2

I'm working on reimplementing the MuZero paper. In the description of the MCTS (page 12), they indicate that a new node with associated state $s$ is to be initialized with $Q(s,a) = 0$, $N(s,a) = 0$ and $P(s,a) = p_a$. From this, I understand that the root node with state $s_0$ will have edges with zero visits each, zero value and policy evaluated on $s_0$ by the prediction network.

So far so good. Then they explain how actions are selected, according to the equation (also on page 12):

enter image description here

But for the very first action (from the root node) this will give a vector of zeros as argument to the argmax: $Q(s_0,a) = 0$ and $\sum_bN(s_0,b)=0$, so even though $P(s_0,a)$ is not zero, it will be multiplied by a zero weight.

Surely there is a mistake somewhere? Or is it that the very first action is uniformly random?

Ziofil
  • 128
  • 7

1 Answers1

1

Yeah, it seems that you're right and based on the description of the paper it would indeed behave uniformly random at the very first iteration (or maybe just always deterministically pick whichever action happens to be the first one in the list). I can't find anything that would suggest otherwise in the paper, and also the pseudocode they put on arXiv suggests the same behaviour.
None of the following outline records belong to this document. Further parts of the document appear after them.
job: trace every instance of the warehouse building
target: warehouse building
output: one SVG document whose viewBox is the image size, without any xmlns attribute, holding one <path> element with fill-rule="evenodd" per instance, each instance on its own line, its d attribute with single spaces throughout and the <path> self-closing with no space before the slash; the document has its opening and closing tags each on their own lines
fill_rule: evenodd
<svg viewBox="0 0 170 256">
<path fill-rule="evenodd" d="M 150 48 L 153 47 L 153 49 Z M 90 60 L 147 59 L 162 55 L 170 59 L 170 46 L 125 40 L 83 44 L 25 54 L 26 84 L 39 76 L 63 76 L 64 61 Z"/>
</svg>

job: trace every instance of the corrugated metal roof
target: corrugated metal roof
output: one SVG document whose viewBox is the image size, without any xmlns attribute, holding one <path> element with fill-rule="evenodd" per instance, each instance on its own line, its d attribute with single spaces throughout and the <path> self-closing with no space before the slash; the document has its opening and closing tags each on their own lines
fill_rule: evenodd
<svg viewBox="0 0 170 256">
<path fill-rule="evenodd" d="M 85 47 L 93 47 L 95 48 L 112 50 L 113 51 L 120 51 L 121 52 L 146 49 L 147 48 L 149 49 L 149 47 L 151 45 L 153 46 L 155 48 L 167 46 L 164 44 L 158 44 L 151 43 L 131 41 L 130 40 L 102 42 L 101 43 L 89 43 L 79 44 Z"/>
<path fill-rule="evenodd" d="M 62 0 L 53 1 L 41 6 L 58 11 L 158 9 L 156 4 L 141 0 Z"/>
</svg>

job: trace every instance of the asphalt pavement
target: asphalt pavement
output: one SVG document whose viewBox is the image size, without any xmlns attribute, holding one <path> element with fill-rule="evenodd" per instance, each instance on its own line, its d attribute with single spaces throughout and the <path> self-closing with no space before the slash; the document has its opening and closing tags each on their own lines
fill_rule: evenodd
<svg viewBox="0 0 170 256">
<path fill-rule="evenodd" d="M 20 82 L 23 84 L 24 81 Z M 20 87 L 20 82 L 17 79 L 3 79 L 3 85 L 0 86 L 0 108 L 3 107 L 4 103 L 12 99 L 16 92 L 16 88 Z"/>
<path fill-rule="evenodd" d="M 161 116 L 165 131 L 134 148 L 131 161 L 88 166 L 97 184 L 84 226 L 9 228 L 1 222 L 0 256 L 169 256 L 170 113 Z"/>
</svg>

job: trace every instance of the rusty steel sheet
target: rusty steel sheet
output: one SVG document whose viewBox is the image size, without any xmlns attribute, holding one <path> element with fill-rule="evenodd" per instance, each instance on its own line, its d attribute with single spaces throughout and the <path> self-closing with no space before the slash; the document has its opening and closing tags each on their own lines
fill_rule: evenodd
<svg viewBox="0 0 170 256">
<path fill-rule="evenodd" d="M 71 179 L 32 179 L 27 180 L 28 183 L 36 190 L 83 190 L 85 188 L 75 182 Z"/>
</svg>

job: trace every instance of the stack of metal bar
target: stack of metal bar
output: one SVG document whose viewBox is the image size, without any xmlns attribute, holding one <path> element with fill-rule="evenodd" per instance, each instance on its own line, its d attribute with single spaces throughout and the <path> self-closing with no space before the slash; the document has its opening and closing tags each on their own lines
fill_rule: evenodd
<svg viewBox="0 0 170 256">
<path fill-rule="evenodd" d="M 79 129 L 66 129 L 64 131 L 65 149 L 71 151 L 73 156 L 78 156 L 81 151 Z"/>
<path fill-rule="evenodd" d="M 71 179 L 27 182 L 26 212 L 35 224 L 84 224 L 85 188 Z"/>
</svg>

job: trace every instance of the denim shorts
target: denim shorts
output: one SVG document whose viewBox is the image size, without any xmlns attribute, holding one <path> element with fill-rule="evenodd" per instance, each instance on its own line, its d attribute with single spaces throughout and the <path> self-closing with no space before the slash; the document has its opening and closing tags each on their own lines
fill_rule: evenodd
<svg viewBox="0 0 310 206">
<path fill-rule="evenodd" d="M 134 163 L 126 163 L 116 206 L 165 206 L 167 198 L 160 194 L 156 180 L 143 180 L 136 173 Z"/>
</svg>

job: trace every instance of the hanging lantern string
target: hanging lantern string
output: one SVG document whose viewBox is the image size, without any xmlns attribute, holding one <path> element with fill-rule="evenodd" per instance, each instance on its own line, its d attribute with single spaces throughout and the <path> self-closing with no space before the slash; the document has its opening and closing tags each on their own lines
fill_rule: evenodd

I can't really think of any reason why this would be better than playing according to $P(s, a)$ in the very first iteration though. Maybe it creates a tiny little bit more variety in the tree search results you get? I suppose all the stochasticity that is normally inherent to a vanilla MCTS is no longer present in MuZero (or AlphaZero), because they always run for exactly the same number of iterations, and don't have any sort of random rollouts anymore; this would at least introduce a tiny bit of variation.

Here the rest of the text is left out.